July 10, 2019 PR-M07-19-NI-023
NEW YORK, July 08, 2019 (GLOBE NEWSWIRE) -- Intra-Cellular Therapies, Inc. (Nasdaq:ITCI), a biopharmaceutical company focused on the development of therapeutics for central nervous system (CNS) disorders, today announced top-line results from two Phase 3 clinical trials (Study 401 and Study 404) evaluating lumateperone as monotherapy in the treatment of major depressive episodes associated with Bipolar I or Bipolar II disorder. In Study 404, lumateperone 42 mg met the primary endpoint for improvement in depression as measured by change from baseline versus placebo on the MADRS total score (p<0.001; effect size = 0.56). Study 404 also met its key secondary endpoint, Clinical Global Impression Scale for Bipolar for Severity of Illness (CGI-BP-S) Total Score (p<0.001; effect size = 0.46). In both trials, lumateperone demonstrated a favorable safety profile and was generally well-tolerated.
“We consider today’s positive results to be a significant milestone in our bipolar depression program. The distinct pharmacological profile of lumateperone and positive clinical results in schizophrenia and bipolar depression further support the potential for benefits in a broad range of neuropsychiatric conditions, including major depressive disorder,” said Dr.
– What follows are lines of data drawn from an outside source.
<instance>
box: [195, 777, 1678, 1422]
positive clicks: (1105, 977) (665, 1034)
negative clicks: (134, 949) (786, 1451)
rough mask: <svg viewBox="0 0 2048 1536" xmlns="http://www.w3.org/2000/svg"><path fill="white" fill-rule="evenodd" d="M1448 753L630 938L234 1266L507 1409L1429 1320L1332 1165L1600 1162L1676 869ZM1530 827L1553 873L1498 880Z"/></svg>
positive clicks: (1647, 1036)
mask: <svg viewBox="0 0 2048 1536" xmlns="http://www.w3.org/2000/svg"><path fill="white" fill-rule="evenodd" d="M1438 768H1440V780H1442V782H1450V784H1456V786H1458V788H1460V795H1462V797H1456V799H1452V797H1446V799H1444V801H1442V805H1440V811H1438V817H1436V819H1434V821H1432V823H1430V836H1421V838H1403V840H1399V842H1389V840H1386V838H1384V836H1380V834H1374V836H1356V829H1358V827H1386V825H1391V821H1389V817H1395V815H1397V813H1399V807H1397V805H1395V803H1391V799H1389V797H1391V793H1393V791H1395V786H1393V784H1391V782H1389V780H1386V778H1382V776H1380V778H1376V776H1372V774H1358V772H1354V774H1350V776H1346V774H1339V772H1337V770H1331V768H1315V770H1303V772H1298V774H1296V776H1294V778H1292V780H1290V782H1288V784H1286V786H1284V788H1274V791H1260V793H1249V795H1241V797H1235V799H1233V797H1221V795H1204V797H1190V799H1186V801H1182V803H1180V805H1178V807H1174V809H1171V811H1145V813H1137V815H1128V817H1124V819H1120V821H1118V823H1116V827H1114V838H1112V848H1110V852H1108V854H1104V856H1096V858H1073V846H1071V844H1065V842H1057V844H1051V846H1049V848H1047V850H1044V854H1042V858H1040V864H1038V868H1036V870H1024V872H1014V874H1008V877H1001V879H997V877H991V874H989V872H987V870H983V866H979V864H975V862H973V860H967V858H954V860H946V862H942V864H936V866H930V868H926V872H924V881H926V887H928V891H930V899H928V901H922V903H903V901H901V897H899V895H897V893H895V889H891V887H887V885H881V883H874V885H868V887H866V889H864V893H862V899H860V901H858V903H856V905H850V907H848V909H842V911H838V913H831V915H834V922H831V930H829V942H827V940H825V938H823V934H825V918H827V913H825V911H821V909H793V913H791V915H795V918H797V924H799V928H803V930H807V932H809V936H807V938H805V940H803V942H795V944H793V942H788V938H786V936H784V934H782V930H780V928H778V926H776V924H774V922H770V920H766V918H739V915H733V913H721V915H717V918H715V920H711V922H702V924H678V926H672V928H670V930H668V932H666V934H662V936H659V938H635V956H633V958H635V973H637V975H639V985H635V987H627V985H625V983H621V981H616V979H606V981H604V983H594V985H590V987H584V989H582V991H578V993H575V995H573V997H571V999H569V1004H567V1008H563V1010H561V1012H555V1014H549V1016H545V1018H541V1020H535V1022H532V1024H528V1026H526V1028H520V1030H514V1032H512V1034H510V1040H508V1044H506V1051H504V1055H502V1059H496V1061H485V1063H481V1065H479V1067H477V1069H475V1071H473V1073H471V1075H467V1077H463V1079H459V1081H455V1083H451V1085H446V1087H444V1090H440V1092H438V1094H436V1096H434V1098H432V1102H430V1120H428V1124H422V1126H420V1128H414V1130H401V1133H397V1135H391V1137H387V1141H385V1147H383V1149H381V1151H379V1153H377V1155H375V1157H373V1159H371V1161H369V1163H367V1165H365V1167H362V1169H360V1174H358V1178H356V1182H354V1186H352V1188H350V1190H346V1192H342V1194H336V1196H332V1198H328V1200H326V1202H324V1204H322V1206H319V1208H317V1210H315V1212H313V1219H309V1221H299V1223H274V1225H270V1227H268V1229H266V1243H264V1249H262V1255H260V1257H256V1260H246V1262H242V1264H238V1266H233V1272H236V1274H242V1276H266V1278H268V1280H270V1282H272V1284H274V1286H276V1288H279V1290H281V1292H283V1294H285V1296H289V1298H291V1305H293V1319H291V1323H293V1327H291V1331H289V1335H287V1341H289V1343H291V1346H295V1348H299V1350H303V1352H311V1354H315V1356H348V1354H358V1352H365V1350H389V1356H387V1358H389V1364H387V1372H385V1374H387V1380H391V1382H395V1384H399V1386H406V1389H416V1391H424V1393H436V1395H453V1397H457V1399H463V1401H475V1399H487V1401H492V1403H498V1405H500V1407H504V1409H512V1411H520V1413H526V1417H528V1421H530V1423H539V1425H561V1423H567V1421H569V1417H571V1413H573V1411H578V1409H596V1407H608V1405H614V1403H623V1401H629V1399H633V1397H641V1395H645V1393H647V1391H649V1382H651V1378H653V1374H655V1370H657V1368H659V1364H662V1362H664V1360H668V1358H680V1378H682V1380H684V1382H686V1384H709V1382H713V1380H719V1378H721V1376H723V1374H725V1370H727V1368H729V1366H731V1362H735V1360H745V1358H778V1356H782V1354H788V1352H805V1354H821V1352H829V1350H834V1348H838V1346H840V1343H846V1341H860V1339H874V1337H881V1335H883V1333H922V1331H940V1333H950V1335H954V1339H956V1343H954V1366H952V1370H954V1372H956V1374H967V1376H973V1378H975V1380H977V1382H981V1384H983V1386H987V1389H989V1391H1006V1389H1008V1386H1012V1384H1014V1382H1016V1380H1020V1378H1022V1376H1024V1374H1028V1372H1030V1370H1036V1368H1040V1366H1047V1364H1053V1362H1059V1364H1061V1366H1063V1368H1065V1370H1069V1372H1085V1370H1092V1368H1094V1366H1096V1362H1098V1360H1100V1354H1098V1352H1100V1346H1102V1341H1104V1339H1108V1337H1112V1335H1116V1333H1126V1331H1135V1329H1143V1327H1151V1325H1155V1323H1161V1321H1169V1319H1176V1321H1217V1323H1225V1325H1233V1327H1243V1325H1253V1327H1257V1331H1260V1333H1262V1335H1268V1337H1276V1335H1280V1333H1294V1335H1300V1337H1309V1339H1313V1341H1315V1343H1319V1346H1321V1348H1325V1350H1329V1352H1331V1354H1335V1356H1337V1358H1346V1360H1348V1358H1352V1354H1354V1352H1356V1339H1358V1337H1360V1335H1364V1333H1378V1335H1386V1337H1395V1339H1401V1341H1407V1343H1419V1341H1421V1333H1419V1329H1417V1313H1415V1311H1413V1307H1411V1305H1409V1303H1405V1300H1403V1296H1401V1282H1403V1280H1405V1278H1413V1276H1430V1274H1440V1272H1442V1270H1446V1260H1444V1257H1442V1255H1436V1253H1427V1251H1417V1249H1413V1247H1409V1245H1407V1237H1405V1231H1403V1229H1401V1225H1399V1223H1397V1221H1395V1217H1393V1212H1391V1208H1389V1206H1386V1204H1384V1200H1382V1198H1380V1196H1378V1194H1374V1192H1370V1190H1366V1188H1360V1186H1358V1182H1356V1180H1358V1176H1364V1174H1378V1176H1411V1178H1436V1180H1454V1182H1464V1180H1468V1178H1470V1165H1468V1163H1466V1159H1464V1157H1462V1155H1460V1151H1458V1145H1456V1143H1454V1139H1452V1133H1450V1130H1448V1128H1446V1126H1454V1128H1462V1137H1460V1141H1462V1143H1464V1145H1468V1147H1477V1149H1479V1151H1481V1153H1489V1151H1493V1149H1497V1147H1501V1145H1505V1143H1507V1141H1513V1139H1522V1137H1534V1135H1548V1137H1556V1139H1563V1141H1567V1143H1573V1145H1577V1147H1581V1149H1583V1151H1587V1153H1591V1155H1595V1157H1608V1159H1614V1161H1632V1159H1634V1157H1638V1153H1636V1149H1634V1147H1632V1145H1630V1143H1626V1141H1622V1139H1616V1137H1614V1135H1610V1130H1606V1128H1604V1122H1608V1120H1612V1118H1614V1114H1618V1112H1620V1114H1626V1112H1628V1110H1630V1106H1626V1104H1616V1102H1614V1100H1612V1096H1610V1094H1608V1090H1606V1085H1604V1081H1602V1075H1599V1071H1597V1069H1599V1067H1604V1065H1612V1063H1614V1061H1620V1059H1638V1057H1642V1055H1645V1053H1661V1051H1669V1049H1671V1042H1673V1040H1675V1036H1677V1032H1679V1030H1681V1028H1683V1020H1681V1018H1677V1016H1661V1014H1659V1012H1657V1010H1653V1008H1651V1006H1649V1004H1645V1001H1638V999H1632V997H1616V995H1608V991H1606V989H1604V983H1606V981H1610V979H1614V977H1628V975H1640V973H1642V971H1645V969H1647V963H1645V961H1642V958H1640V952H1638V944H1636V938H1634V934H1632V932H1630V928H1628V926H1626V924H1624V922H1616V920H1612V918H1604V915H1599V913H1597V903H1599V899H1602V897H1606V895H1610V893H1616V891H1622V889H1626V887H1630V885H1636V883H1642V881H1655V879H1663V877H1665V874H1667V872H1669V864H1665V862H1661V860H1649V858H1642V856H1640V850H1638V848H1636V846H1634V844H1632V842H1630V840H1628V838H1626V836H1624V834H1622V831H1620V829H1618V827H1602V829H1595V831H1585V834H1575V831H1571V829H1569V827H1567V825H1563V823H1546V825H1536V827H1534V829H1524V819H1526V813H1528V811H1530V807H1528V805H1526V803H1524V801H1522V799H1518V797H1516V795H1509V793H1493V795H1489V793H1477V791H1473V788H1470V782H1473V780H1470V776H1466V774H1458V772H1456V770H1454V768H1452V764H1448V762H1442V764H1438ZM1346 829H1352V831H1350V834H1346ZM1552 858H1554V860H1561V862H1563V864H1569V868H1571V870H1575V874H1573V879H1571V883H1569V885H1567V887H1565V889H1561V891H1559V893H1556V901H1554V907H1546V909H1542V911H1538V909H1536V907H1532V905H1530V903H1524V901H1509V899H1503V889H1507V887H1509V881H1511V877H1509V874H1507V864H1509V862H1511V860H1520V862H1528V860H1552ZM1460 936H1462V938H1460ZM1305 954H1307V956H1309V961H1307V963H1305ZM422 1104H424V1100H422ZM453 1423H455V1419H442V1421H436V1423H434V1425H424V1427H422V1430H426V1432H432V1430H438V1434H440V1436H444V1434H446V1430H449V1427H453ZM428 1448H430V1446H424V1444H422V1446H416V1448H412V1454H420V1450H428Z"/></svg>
Sharon Mates, Chairman and CEO of Intra-Cellular Therapies. “It is an exciting time at ITCI as we prepare for the launch of lumateperone for the treatment of schizophrenia, pending FDA approval.”
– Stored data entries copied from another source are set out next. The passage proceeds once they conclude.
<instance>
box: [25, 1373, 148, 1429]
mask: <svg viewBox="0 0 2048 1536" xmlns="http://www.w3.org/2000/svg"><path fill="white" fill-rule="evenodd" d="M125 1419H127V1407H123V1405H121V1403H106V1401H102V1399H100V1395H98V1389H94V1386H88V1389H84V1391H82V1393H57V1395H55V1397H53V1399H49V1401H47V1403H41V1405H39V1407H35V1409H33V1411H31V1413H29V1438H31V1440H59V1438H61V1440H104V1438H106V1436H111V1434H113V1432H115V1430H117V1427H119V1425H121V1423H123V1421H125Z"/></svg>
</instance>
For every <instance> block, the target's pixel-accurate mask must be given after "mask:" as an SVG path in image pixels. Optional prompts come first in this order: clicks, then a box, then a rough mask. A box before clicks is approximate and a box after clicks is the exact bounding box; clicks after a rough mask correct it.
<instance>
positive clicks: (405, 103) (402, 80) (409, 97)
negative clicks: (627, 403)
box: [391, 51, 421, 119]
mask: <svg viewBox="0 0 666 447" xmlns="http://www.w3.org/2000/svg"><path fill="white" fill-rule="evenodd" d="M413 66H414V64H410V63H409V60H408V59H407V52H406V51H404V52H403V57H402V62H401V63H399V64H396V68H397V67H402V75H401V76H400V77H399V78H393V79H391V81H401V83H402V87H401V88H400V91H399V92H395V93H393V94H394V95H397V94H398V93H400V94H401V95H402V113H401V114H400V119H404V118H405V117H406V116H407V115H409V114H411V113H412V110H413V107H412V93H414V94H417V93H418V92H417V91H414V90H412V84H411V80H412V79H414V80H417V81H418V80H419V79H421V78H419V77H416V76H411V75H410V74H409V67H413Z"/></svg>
“Bipolar depression is a severe and difficult to treat mental health condition where few effective treatments are available. Depressive episodes associated with bipolar disorder are disabling and affect millions of people,” said Joseph Calabrese, MD, Director, Mood Disorders Program, Department of Psychiatry, University Hospitals Cleveland Medical Center. “Today’s results with lumateperone are exciting and represent a potential advancement for the treatment of patients with bipolar depression as there is a need for well-tolerated treatment options.”
Study 404 topline results
Study 404 was conducted globally including in the U.S. A total of 381 patients were randomized 1:1 to lumateperone 42 mg or placebo. In this trial, once-daily lumateperone 42 mg met the primary endpoint with statistically significant greater improvement over placebo at week 6 (trial endpoint), as measured by change from baseline on the MADRS total score. In the intent-to-treat (ITT) study population, the least squares (LS) mean reduction from baseline for lumateperone 42 mg was 16.7 points, versus 12.1 points for placebo (LS mean difference = 4.6 points; effect size = 0.56, p<0.001). Moreover, lumateperone 42 mg showed statistically significant separation from placebo as early as week 1, which was maintained at every time point throughout the trial.
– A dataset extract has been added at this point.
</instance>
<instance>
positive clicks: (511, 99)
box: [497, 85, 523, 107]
Lumateperone 42 mg also met the key secondary endpoint of statistically significant improvement on the CGI-BP-S Total Score (p<0.001; effect size = 0.46) and on the CGI component that specifically assesses depression (CGI-BP-S Depression Score; p<0.001; effect size = 0.50).
These results were supported by statistically significant benefits on responder rates and remission rates, demonstrating the clinical meaningfulness of the primary outcome. In addition, in subgroup analyses of patients with Bipolar I and patients with Bipolar II disorder lumateperone 42 mg demonstrated statistically significant improvement versus placebo on the MADRS total score in both subgroups.
Study 401 topline results
Study 401 was conducted solely in the U.S. A total of 554 patients were randomized 1:1:1 to lumateperone 42 mg, lumateperone 28 mg, or placebo. In this trial, neither dose of lumateperone met the primary endpoint of statistical separation from placebo as measured by change from baseline on the MADRS total score. There was a high placebo response in this trial. Lumateperone 42 mg and 28 mg demonstrated a LS mean reduction from baseline on the MADRS total score of 20.7 points and 18.9 points, respectively, versus 19.7 points on placebo.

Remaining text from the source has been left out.